Design

UML Model

UML Diagram

Above is our UML diagram created using this text on yUML:

[Person|name: string; title: string; location: string; dob: DateTime; image_url: string; website: string;] [Company|name: string; location: string; ownership_type: enum; funding: string; description: string; image_url: string; size: int; website: string;] [Person]++<1..*-1..*>[Company] [School|name: string; location: string; description: string; size: int; image_url: string; website: string;] [School]++<1..*-1..*>[Person] [School]++<1..*-1..*>[Investor] [Investor|name: string; location: string; funding: int; description: string; image_url: string; website: string;] [Investor]++<1..*-1..*>[Company] [Category|idnum:int; name: string;] [Category]++<1-1..*>[Investor] [Category]++<1-1..*>[Company]

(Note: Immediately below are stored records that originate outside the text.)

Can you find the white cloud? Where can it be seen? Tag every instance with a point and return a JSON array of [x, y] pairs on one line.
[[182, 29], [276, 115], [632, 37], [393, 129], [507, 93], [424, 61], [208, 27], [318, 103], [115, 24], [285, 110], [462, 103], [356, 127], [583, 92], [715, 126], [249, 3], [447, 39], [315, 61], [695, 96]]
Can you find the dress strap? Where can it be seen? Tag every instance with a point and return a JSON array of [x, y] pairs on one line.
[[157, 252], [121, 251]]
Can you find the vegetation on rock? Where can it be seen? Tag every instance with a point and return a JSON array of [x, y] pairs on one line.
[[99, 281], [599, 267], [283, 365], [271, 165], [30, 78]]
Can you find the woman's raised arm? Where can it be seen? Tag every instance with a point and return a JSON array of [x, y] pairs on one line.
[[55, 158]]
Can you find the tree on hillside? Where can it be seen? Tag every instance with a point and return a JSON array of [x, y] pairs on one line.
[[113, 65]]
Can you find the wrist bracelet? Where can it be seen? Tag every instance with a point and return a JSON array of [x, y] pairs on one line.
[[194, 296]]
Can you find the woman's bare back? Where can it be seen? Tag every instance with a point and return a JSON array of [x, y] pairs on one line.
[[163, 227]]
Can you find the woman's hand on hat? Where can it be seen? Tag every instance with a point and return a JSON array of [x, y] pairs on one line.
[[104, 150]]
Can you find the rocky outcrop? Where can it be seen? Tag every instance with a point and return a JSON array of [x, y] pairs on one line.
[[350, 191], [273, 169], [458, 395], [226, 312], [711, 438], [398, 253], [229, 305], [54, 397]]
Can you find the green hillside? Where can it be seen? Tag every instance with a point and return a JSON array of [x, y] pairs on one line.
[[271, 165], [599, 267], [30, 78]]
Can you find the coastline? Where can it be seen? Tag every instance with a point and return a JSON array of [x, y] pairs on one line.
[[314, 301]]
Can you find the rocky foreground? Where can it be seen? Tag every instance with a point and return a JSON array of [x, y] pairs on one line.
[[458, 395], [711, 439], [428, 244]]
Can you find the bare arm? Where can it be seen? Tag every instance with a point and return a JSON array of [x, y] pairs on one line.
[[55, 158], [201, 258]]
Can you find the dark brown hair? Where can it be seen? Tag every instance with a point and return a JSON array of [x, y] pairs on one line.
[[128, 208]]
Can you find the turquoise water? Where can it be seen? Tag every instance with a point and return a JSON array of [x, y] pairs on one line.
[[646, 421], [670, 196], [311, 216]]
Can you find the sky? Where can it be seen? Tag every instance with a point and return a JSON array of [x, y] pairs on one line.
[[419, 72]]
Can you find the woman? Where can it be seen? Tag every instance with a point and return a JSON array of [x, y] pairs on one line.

We have four models: Company, Person, Investor, and School. Each model connects to two other models. Each company has a CEO, employees, and investors, people work for companies and have attended schools, investors invest in companies and schools, and schools have investors and alumni. Apart from this, each model also has additional information about each instance, such as location, description, website, etc. When creating the models, we set one-to-many and many-to-many relationships by creating tables in our models.py file.

API

SWEatshop API

SWEatshop has a simple API to retrieve centralized data regarding companies along with the people, investors and schools of everyone involved. We created a RESTful API in order to satisfy get requests by returning rows from our tables in our Amazon Web Services Relational PostgreSQL Database using Flask-SQLAlchemy. In future versions, we expect to make the API accept POST and UPDATE calls as well so that the AWS database can be updated through API calls. We get most of our model data from the Crunchbase API. The API has information on the companies, people, investments, and a much more. IP API allows us to fill in location information for some of the blank fields in our database by providing a location from the model's website url. We utilize Google Maps API to provide a map to the location of each instance in the instance pages. Clearbit API lets us scrape company websites for logos. Finally, Bing Images API was used to find photos for our person models.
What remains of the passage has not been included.